Les autorités arbitrent aussi le niveau de reporting exigé, fréquence, granularité, format, et canaux de transmission. Pour les banques, l’empilement des reportings est un sujet structurel, car il mobilise des équipes, impose des transformations de données, et multiplie les points d’audit. Les agences peuvent choisir d’aligner ces obligations sur les flux existants, ou de créer des canaux dédiés, ce qui alourdit mécaniquement la charge. À ce stade, la coordination inter-agences devient déterminante, car une divergence de standards entre régulateurs accroît le risque de doublons.
Un autre arbitrage touche à la supervision, audits réguliers, contrôles sur place, exigences de tests, obligations de documentation. Les acteurs régulés attendent des règles compatibles avec des cycles d’audit réalistes et des ressources disponibles. Les agences doivent également réfléchir à la capacité des superviseurs à contrôler des systèmes techniques, dont la complexité varie selon les solutions retenues. La question n’est pas seulement la règle, mais la manière dont elle sera vérifiée dans la durée.
Les discussions portent aussi sur les mécanismes de gestion des incidents, notification, délai, contenu, obligations de remédiation. Dans la finance, l’obligation de signalement peut être un outil de transparence, mais elle peut aussi générer des effets de réputation et de marché. Les établissements souhaitent des règles homogènes, qui évitent des obligations incompatibles entre incidents de cybersécurité, incidents opérationnels et événements propres aux actifs numériques.
Enfin, l’arbitrage porte sur la compatibilité avec le droit existant, et sur la solidité juridique des textes. Les régulateurs cherchent à éviter des règles faciles à attaquer devant les tribunaux pour excès de pouvoir, insuffisance de justification ou contradiction interne. Cette prudence explique une partie des délais, car chaque formulation doit être défendable. Pour le secteur, un texte plus lent mais juridiquement robuste peut réduire les risques de revirements, à condition que la trajectoire de publication redevienne lisible.
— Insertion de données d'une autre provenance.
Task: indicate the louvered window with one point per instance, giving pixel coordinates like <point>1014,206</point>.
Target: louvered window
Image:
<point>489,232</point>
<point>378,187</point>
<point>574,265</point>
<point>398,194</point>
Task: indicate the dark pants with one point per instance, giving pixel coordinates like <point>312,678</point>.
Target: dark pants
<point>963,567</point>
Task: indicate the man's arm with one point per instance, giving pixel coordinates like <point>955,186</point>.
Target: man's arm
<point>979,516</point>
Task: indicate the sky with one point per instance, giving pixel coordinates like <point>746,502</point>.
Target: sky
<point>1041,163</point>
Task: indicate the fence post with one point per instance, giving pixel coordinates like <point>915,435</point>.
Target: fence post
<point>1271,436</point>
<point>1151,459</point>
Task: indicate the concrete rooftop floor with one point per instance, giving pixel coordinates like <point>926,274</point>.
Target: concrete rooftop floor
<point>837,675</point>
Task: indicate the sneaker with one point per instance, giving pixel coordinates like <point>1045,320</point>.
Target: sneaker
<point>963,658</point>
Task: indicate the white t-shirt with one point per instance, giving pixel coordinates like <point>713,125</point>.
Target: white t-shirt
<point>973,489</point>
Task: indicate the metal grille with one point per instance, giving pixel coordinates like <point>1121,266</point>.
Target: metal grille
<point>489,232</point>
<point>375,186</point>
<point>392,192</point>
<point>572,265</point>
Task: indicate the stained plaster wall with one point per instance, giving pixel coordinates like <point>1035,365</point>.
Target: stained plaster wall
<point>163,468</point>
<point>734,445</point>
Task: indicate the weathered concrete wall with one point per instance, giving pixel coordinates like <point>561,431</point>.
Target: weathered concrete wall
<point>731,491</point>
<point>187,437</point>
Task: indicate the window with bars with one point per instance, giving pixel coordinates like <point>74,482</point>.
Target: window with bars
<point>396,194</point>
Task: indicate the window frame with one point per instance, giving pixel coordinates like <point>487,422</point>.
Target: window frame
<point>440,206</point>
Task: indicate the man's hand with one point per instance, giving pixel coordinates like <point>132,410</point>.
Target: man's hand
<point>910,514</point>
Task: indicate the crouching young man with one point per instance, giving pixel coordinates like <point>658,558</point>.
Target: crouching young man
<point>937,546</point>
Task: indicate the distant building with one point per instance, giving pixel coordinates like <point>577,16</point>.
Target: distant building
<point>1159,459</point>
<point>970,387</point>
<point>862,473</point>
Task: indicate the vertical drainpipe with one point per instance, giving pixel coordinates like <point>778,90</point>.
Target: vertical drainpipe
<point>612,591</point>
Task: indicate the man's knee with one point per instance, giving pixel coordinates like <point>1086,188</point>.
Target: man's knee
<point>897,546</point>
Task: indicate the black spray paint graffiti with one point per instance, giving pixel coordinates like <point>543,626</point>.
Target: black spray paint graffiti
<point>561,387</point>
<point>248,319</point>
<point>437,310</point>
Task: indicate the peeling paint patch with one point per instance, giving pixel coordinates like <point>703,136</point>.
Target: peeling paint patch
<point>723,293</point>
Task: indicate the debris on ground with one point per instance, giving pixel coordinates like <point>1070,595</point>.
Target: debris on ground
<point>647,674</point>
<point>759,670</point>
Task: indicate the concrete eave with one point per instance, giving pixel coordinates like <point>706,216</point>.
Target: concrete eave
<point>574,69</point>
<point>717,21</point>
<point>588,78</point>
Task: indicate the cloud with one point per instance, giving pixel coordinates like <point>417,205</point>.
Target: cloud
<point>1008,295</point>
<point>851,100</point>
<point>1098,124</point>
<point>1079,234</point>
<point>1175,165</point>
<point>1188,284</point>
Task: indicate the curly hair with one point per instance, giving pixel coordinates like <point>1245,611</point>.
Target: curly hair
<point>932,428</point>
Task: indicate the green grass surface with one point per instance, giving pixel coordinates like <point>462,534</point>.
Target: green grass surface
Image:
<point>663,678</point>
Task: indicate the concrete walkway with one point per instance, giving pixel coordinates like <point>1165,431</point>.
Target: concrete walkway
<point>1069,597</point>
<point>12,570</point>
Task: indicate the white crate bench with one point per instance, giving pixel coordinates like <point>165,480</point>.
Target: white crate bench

Les prochaines étapes attendues en 2026 par le secteur financier
Pour les acteurs de marché, le point central est la visibilité sur les prochaines étapes en 2026. Après un premier délai manqué, la séquence la plus probable reste celle d’une publication d’avant-projets, suivie d’une période de commentaires, puis d’une version révisée. Les banques préparent généralement des réponses structurées, en s’appuyant sur leurs équipes conformité, risques, IT et opérations. L’objectif est de documenter les impacts chiffrés, délais de mise en œuvre, investissements nécessaires, et points de fragilité potentiels.
Dans cette période, les associations professionnelles jouent un rôle clé. Elles agrègent les préoccupations des établissements, proposent des formulations alternatives et tentent d’obtenir des clarifications rapides. Les grandes banques disposent souvent de canaux directs de dialogue institutionnel, tandis que les acteurs de taille intermédiaire s’appuient davantage sur des contributions collectives. Cette asymétrie influence le contenu final, car les régulateurs reçoivent des volumes importants de retours et privilégient des propositions concrètes, assorties de justifications.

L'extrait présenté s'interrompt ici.